Saturday, April 12, 2008

素晴らしい!

I've been looking for this for months!

The. Absolute. Best. Japanese-English dictionary in the world is Jim Breen's edict, which resides at Monash University in Australia. That's a given, a sine qua non.

There have only ever been two decent user interfaces for this astonishing mass of information, Sergey Kurkin's JEDict for Macintosh OS X, and of course the excrutiatingly obscure cross-platform original from 1997, JavaDict, both now getting very long in the tooth. And nothing at all worth mentioning for Windows, especially Vista!

Until now... (Well, 2006 anyway. It's new to me!)

Rikaichan 1.01 is a humble-seeming Firefox add-on that blazes into the hungry eye like a flaming plum pudding of ridiculously sybaritic delight. (As you can see, it doesn't take much to make a hobo linguist happy!)
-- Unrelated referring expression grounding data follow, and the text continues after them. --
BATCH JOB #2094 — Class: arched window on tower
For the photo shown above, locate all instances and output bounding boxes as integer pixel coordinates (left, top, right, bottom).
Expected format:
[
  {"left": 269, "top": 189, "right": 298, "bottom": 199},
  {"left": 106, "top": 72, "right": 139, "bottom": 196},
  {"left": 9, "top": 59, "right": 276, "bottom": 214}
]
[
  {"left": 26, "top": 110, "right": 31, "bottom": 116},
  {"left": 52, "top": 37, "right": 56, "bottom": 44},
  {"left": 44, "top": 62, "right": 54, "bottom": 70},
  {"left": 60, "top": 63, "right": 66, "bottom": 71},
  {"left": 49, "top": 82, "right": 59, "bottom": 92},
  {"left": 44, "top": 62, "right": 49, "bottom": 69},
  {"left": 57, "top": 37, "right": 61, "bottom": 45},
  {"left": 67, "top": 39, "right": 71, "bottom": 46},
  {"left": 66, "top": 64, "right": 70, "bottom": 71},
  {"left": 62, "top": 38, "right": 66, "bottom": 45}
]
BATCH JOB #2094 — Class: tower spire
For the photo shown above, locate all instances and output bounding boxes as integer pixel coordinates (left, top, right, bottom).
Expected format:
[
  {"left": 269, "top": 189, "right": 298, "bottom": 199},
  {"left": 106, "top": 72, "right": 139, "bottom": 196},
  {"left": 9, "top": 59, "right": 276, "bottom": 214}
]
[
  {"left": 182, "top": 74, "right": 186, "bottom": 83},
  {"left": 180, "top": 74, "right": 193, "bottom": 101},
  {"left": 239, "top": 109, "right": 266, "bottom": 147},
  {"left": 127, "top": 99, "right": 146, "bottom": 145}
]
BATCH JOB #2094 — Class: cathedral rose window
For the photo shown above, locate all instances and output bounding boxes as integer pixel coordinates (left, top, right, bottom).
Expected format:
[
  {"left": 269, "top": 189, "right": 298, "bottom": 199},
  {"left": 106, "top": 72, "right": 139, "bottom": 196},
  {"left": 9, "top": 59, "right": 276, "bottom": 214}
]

Rikaichan either translates Japanese text in web pages as you slide your cursor along, context-wise, or allows you to do fullpage dictionary searches from a small lookup bar. The information presented is Breen's Own Wordtrove, organized in comprehensive fashion on a clean, well-designed (and above all local) webpage. This magic it accomplishes in real time, instantaneously!*

This one applet, together with my totally unexpected and very happy discovery of the Japanese IME pad (you can draw the kanji you're looking for), has completely restored my faith in the future of free software. Bravo, guys! This is pioneering stuff.
*You can look up Japanese names, too! The trick is to press the Enter key once or twice. This feature is probably documented somewhere, but it seems a wee bit obscure.